Rayan meringis slash tersenyum lebar ketika ia kedapatan Fauzan sedang memandangi Fauzan dan Angel, Rayan lagi-lagi menggaruk-garuk hidungnya yang tiba-tiba gatal saat Fauzan menatap ke arahnya, entah mengapa lantai-lantai bermotif di sekeliling Rayan terasa amat menarik untuk dipandang saat ini daripada saling bersitubuk pandang dengan Fauzan.
Saat Rayan rasa Fauzan sudah tidak memandang ke arahnya lagi, Rayan menegakkan wajahnya, sontak tubuhnya kaku ketika Fauzan masih menatap ke arahnya dan dengan amat perlahan Rayan melihat Fauzan tersenyum kepadanya. Sampai Angel menarik Fauzan ke dalam obrolan mereka lagi, dan menyudahi hal yang membuat Rayan gugup akan—senyum—Fauzan.
Cepat-cepat Rayan membalik badannya berniat mencari Syifa. Di, entah keberapa langkahnya, Rayan kembali mengingat hal tadi, ketika Rayan menegakkan wajahnya dan Fauzan tersenyum ke arahnya lalu tubuhnya kaku seketika, ada kontraksi di hati Rayan saat ini, namun Rayan tidak mengerti apa arti kontraksi yang hatinya rasakan. Rayan mengumpat diri kenapa ia bisa merasakan perasaan aneh layaknya cewek sedang jatuh cinta, walau Rayan tidak pernah mengerti bagaimana perasaan cewek saat jatuh cinta tapi menurut Rayan kelakuannya tadi mirip cewek sedang jatuh cinta, apa ia jatuh cinta kepada Fauzan? Sekejap Rayan menapik hal itu dan berpikir ia sudah hampir gila karena permasalahan di antara mereka, berkali-kali Rayan mensugestikan dirinya, kalau perasaan tadi itu timbul karena rasa bersalah Rayan, dan melihat Fauzan tersenyum sangat membuat Rayan merasa bahagia, maka dari itu ia merasakan hal bodoh seperti tadi. Namun dengan lancangnya ingatan Rayan memutar ulang kejadian tadi. Rayan menegakkan wajahnya lalu Fauzan dengan perlahan tersenyum ke arahnya. Bangke, lama-lama ngaco nih otak gue, batin Rayan kesal.

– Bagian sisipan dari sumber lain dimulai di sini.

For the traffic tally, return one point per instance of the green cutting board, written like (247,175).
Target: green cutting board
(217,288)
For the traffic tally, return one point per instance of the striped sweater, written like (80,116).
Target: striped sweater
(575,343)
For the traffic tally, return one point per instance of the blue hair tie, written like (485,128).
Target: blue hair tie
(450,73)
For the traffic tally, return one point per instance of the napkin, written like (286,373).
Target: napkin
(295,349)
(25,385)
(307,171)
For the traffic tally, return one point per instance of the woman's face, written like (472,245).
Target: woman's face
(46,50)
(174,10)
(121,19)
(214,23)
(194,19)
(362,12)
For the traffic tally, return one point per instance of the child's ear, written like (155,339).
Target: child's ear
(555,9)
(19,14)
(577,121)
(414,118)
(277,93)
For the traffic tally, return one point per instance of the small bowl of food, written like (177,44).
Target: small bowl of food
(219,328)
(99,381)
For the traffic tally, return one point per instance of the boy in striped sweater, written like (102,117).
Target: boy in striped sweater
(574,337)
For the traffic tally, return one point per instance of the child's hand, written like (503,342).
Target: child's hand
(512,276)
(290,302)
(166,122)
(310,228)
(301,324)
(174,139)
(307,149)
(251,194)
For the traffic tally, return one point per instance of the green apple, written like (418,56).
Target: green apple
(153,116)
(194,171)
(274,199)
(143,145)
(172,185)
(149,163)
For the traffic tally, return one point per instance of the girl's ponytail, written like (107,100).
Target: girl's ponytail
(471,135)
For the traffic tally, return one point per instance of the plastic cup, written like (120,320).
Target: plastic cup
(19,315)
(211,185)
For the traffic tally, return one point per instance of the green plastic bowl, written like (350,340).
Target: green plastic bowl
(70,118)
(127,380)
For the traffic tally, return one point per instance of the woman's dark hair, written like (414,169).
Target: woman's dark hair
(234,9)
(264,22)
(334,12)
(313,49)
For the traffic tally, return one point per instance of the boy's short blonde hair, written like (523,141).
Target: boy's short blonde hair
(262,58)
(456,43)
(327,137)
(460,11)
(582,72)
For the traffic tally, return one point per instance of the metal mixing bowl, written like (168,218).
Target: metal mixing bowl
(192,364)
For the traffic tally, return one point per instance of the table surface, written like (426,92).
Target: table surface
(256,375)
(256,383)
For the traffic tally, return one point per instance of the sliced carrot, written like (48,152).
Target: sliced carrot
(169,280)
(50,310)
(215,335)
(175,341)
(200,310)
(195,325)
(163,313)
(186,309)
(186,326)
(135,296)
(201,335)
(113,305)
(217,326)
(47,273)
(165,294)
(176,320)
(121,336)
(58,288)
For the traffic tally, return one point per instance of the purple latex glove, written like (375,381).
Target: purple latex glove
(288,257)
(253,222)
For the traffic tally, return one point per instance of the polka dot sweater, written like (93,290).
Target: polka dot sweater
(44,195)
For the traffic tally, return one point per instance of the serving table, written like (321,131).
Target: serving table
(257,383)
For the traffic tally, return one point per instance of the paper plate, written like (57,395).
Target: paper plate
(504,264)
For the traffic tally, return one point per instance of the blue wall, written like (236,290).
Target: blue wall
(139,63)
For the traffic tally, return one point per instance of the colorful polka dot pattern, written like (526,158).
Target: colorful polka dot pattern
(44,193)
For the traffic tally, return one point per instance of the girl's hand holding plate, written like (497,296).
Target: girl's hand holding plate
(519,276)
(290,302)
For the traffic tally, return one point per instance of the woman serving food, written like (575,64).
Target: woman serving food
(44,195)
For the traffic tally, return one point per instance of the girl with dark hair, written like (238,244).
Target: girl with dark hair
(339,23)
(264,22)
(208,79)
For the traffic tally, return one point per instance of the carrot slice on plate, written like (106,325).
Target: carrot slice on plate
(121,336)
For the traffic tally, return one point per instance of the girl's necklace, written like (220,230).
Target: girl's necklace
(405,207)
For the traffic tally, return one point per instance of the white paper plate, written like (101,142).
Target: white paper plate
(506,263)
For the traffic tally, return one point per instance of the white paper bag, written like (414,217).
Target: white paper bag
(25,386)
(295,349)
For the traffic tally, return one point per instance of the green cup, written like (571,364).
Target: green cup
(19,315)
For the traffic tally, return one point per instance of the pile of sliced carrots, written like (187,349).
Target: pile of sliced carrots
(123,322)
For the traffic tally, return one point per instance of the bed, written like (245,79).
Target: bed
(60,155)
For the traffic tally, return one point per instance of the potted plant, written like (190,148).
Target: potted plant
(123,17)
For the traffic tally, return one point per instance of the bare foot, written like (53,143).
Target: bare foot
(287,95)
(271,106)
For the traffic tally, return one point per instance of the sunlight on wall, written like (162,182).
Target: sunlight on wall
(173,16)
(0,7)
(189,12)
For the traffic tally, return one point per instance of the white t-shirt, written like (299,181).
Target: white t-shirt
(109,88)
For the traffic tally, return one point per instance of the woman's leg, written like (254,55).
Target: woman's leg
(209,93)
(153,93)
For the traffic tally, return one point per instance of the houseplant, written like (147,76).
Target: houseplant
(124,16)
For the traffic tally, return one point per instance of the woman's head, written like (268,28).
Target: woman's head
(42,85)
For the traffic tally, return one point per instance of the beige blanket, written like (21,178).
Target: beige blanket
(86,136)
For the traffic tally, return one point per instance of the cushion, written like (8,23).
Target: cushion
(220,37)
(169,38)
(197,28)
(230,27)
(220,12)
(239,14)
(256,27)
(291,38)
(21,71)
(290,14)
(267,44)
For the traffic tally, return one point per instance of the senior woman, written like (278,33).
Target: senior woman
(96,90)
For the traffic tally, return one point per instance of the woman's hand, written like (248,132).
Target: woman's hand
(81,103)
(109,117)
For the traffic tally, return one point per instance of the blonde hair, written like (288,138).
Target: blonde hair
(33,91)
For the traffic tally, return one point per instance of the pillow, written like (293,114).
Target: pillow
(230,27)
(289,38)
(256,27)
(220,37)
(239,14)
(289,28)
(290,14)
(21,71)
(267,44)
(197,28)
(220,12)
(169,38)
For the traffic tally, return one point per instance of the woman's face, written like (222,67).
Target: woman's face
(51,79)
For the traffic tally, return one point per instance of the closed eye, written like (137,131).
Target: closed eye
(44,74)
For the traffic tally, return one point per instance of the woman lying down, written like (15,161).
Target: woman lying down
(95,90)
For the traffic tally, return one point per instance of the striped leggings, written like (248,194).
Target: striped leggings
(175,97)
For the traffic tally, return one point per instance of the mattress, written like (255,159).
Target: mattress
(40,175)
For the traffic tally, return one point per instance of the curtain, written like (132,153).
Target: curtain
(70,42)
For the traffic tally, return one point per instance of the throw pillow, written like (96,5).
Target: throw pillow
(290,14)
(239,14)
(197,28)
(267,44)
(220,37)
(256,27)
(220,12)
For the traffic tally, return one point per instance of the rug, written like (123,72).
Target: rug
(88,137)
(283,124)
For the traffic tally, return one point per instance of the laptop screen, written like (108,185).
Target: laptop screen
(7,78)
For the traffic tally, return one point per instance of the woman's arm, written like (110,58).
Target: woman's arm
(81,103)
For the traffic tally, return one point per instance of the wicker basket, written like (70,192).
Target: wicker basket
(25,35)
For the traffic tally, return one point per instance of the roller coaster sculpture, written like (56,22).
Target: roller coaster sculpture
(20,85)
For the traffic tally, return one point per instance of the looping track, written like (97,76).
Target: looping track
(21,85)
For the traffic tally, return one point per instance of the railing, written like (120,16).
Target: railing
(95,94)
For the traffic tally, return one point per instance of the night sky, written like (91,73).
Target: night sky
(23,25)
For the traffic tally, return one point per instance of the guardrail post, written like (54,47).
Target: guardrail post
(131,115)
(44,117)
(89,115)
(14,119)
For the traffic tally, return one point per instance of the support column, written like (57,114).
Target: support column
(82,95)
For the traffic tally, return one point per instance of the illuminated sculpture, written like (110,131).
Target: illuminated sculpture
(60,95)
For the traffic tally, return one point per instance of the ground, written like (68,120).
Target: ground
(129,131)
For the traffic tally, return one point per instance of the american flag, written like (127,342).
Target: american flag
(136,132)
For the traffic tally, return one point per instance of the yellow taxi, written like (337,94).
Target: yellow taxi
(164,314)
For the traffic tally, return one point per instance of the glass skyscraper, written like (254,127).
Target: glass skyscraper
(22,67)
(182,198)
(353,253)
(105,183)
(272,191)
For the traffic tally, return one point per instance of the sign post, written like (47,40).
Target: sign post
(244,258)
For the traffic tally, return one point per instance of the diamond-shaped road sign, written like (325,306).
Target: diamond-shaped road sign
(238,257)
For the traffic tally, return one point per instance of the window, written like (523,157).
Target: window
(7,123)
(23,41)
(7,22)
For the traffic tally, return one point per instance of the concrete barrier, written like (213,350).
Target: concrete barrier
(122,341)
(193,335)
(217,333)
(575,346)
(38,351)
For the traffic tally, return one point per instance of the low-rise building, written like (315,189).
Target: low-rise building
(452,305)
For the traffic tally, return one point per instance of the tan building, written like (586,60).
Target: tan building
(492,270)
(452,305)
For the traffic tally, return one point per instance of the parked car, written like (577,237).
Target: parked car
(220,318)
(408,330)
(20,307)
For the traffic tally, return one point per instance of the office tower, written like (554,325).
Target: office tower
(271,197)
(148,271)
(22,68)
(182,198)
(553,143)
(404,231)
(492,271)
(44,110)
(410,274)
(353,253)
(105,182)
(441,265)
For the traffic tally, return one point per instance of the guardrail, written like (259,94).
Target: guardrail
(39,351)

Angin Agustus menerpa wajah Rayan ketika kepalanya sudah berada di atas gedung sekolah, Syifa sedang bernyanyi-nyanyi kecil di dekat tabung penyimpan air, tempat yang selalu Syifa kunjungi di saat fikirannya kacau, “Kita nanti telat lho Syif, kalo lo mau lebih lama lagi duduk di situ?” kata Rayan.
Syifa berbalik badan setelah menghapus air matanya, Rayan pun tahu Syifa habis menangis, namun ia berpikir apa yang bisa ia lakukan, kerena tiap hati punya cara sendiri untuk mengatasi sakit slash luka yang ditimbulkan dari patah hati, maka dari itu Rayan yakin Syifa bisa mengatasinya sendiri tanpa bantuannya lagi.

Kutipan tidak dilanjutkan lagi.